3. The test case selection apparatus according to claim 1, wherein the processing circuitry generates a before-change logical formula that is established in the before-change target function, generates an after-change logical formula that is established in the after-change target function, and judges whether the target set is the non-equivalence set by using the before-change logical formula and the after-change logical formula.

4. The test case selection apparatus as defined in claim 1, wherein the processing circuitry selects the important test case by using a call list indicating, for each test case, before-change functions called in a case wherein the before-change program is executed.

5. The test case selection apparatus as defined in claim 4, wherein the processing circuitry judges, when a before-change function corresponding to a test case being a target among the before-change functions indicated in the call list is the before-change target function included in the non-equivalence set, that the test case being the target is the important test case.

6. The test case selection apparatus as defined in claim 4, wherein the processing circuitry generates the call list, wherein the processing circuitry

adds a flag update instruction to update a call flag to each of the before-change functions,

executes, for each test case, a before-change program after the flag update instruction has been added to each of the before-change functions, and

registers, for each test case, a before-change function corresponding to an updated call flag, on the call list.
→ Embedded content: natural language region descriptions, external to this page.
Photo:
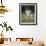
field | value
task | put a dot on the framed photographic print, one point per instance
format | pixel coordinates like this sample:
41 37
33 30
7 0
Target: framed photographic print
28 13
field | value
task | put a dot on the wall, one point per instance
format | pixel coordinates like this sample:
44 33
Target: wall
38 32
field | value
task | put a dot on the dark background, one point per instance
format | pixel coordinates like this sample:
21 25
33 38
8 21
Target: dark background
30 7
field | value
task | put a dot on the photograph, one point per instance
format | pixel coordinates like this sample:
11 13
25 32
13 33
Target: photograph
28 13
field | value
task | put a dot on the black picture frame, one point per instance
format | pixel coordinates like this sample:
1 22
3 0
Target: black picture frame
26 19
7. A non-transitory computer readable medium storing a test case selection program to select, from a plurality of test cases performed on a before-change program, an important test case being a test case to be performed on an after-change program, the test case selection program making a computer execute:

a non-equivalence set extraction process to extract, from a target set list indicating one or more target sets each being a set of a before-change target function included in the before-change program, and an after-change target function being a function included in the after-change program, the function being corresponding to the before-change target function, but not being coincident with the before-change target function, a non-equivalence set being a target set that does not satisfy a condition that an output of the after-change target function is coincident with an output of the before-change target function when a same input is provided to both of the before-change target function and the after-change target function; and

a test case selection process to select, from the plurality of test cases, a test case wherein a before-change target function included in the non-equivalence set is called, as the important test case.